Nawiązując do słów wojewody o akcjach przeciwko spalarniom i kurnikowi przypomniał o drugiej stronie medalu: - To także protesty przeciwko inicjatywom naszych rolników, laureatów Agroligi, ogólnopolskiego konkursu, prowadzących najlepsze u nas i w całym kraju gospodarstwo, którzy uciekając z ASF zamierzają wybudować oprotestowywany kurnik.
Trzy pytania do Przemysława Czarnka, wojewody lubelskiego
* Dlaczego Milejów spośród 4 naszych gmin, które dziś świętują dożynki, Panie wojewodo?
To wynika z geografii. Rano byłem w Żabiej Woli. Milejów to miejscowość najbliżej położona od Wilczopola, gdzie byłem o godzinie 12. Tak więc zdecydowała mapa.

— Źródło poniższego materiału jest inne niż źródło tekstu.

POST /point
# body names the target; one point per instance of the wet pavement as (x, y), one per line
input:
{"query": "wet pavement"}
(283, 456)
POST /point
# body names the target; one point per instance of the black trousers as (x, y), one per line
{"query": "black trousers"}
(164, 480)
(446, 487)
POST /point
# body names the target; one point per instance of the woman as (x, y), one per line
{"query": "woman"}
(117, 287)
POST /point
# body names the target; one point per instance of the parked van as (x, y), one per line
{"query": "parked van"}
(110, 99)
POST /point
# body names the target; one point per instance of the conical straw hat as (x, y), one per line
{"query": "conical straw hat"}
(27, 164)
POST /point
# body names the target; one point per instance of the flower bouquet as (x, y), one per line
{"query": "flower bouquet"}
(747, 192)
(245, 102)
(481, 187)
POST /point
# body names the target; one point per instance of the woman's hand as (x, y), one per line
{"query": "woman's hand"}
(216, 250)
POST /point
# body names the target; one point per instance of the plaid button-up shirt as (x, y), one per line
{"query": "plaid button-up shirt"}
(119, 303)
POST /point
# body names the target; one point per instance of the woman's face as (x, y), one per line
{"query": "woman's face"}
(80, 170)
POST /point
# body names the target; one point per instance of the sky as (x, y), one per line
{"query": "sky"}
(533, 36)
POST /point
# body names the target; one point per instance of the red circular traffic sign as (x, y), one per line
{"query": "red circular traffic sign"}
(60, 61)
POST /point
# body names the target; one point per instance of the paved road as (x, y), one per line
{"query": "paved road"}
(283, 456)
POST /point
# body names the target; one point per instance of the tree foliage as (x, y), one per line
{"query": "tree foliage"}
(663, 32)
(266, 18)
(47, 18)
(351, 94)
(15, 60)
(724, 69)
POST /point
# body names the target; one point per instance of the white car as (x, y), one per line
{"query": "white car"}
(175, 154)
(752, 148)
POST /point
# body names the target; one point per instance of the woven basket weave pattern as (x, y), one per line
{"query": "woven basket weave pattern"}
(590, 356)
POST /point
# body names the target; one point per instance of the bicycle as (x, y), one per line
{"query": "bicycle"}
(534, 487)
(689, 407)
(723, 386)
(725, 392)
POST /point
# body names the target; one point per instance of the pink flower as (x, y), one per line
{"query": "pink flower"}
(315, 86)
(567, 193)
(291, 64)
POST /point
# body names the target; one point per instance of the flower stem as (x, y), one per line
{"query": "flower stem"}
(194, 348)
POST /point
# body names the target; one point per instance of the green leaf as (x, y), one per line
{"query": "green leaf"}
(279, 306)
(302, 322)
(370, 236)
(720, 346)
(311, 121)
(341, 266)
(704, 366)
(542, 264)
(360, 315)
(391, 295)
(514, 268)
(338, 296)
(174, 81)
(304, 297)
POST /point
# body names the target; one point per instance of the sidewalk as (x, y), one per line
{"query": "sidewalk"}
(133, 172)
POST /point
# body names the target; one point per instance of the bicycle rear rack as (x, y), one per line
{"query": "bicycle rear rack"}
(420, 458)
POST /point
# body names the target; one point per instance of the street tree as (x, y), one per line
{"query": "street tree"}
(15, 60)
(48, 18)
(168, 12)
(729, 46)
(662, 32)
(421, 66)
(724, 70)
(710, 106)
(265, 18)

Dla mnie wszędzie mieszkańcy są tacy sami.
* A w czym jest inny Milejów, z czym się Panu kojarzy?
Przede wszystkim z sokami i napojami.
* A powiat łęczyński? Jego słabości i atuty, według Pana?
Oczywiście, kojarzy mi się z Bogdanką, z Łęczną, która dzięki kopalni rozkwitła, nadal rozkwita i może się cieszyć dalszymi perspektywami rozwoju z uwagi na to, że leży w największym obecnie zagłębiu węglowym w Polsce. Na rozwój tego sektora bardzo liczymy. Wśród problemów pierwszy podstawowym są drogi lokalne, szczególnie gminne i powiatowe, a atuty to bliskość S17 i S12, bliskość Lublina, położenie centralne w województwie lubelskim, LW Bogdanka, w przyszłości elektrownia w Starej Wsi.